Nov. 13, 2011— -- Penn State alumna Kristen Houser said she was glad to see fans out in force at the Nittany Lions' game Saturday in T-shirts focused on the allegedy victims in the scandal that has rocked the school and its legendary football team.
But the slogan, "Stop Child Abuse," didn't go far enough in her eyes, because it left out a key word. The charges against ex-assistant coach Jerry Sandusky are child sexual abuse.
"Inserting that word, 'sexual,' really changes things," said Houser, vice president for communications and development for the Pennsylvania Coalition Against Rape, which has counted sexually abused boys among its clients since its inception 35 years ago.

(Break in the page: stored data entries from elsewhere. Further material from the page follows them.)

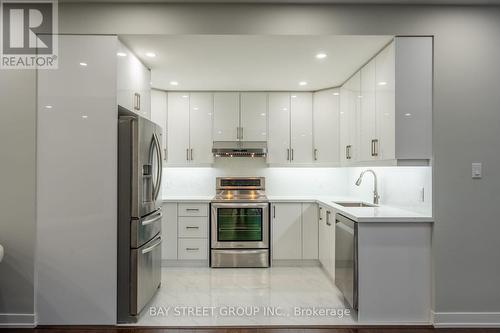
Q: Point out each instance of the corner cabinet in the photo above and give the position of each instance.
(393, 116)
(133, 82)
(290, 140)
(189, 123)
(294, 231)
(326, 104)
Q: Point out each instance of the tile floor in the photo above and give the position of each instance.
(220, 297)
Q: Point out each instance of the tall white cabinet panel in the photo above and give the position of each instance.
(178, 128)
(279, 128)
(286, 231)
(367, 116)
(76, 240)
(169, 231)
(326, 127)
(301, 128)
(350, 105)
(309, 231)
(226, 116)
(385, 102)
(133, 82)
(253, 116)
(159, 116)
(200, 128)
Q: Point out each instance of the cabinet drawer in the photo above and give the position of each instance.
(193, 209)
(193, 248)
(193, 226)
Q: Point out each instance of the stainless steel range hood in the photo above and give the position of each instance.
(239, 148)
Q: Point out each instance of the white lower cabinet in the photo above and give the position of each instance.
(294, 231)
(326, 235)
(185, 231)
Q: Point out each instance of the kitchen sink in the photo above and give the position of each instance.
(355, 204)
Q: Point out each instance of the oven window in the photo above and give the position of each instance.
(239, 224)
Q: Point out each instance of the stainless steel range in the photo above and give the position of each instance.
(240, 223)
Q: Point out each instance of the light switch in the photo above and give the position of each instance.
(477, 170)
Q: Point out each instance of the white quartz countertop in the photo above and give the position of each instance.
(381, 213)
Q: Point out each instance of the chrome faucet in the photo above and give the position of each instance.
(376, 197)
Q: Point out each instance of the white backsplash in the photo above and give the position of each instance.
(398, 186)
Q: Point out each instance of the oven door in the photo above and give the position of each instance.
(240, 225)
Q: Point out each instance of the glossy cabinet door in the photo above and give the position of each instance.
(133, 82)
(326, 127)
(367, 117)
(286, 231)
(253, 121)
(178, 128)
(385, 65)
(309, 231)
(301, 141)
(200, 128)
(159, 116)
(349, 109)
(279, 128)
(226, 116)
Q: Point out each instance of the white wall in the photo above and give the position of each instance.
(398, 186)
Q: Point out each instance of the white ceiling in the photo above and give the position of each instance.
(251, 62)
(389, 2)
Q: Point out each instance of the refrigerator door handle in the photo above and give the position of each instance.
(159, 171)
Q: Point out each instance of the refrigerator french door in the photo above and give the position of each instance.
(139, 213)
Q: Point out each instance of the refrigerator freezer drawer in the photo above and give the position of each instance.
(143, 230)
(145, 274)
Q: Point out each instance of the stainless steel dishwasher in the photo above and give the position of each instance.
(346, 258)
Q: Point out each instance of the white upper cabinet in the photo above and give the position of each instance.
(350, 97)
(394, 111)
(367, 115)
(385, 104)
(253, 121)
(200, 128)
(133, 82)
(301, 128)
(159, 116)
(178, 128)
(278, 143)
(326, 104)
(226, 116)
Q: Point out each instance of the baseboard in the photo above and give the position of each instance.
(466, 319)
(17, 320)
(295, 263)
(184, 263)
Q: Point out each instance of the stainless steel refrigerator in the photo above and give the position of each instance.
(139, 213)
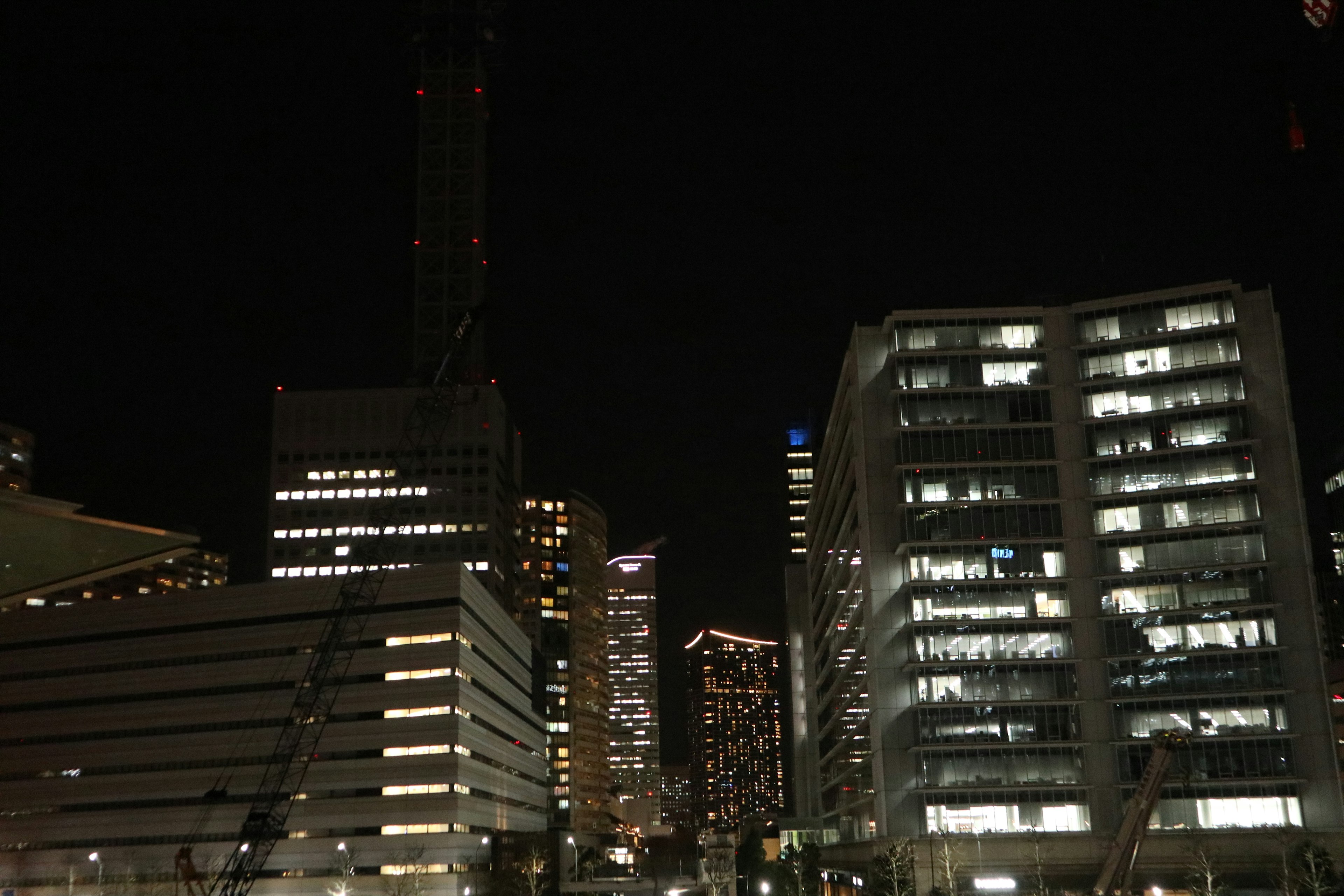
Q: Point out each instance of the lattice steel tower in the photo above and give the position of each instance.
(455, 41)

If the omission was an unconscious oversight -- and she said she believes that's the case -- it nevertheless suggests something about how difficult it's been for many in her football-fixated hometown to face the charges being ferreted out against Sandusky and, by extension, the powerhouse Nittany Lions, the university and the town that grew up around it.
Penn State, she said, "is a cultural hub. When people want to see sporting events, they go on campus. When they want to see a play, they head to the theater on campus. The people who sit on the board for Second Mile [Sandusky's charity] are local business people."
Houser is a Penn State graduate who, as student activist 20 years ago, pushed for heightened policing and publicizing of on-campus sex crimes.
"People see Joe and Jerry at the grocery store. Joe would walk to the stadium from his house on game day and you would walk behind him," she said. "So, this whole community is struggling with this sudden glimpse in the mirror…"
And it is hardly an appealing sight, USA Today sports writer and ABC contributor Christine Brennan said today on "This Week with Christiane Amanpour."
Of Mike McQueary, the Penn State assistant coach who allegedly saw Sandusky raping a 10-year-old boy in a campus shower in 2002: "I believe he thought he was doing a lot, that he was going above and beyond by going to legendary head coach Joe Paterno's house the next day and telling the revered coach what he saw.
"In this case, unfortunately, in this world of college football, Joe Paterno is bigger than the police," Brennan said. "These college programs, people love them. People watch them. I've been around them for decades … They're living in an entirely different world than you and I."
It's fair to ask why McQueary didn't take more forceful, immediate action, given what he says he witnessed, Houser said.
It's also fair to question the lack of more forceful action by Paterno, 84, who coached Penn State for 46 years before Saturday's match-up against Nebraska -- the Nittany Lions lost during what was a described as a somber, reflective afternoon, she said.
Paterno, along with former president Graham Spanier, who called the charges against two university officials accused of failing to report the allegations to police and then lying to investigators "groundless," were fired by the school's board of directors last week.
The delayed response to the alleged crimes against the eight boys owe, in no small measure, to the social dynamic in a town where Paterno and Sandusky each have held their own, singular gravitas, Brennan and Houser said.
"There was such a culture, a group-think that was either in denial or either knew about Sandusky and didn't want to go any further with it," Brennan said. "We'll get to those answers eventually."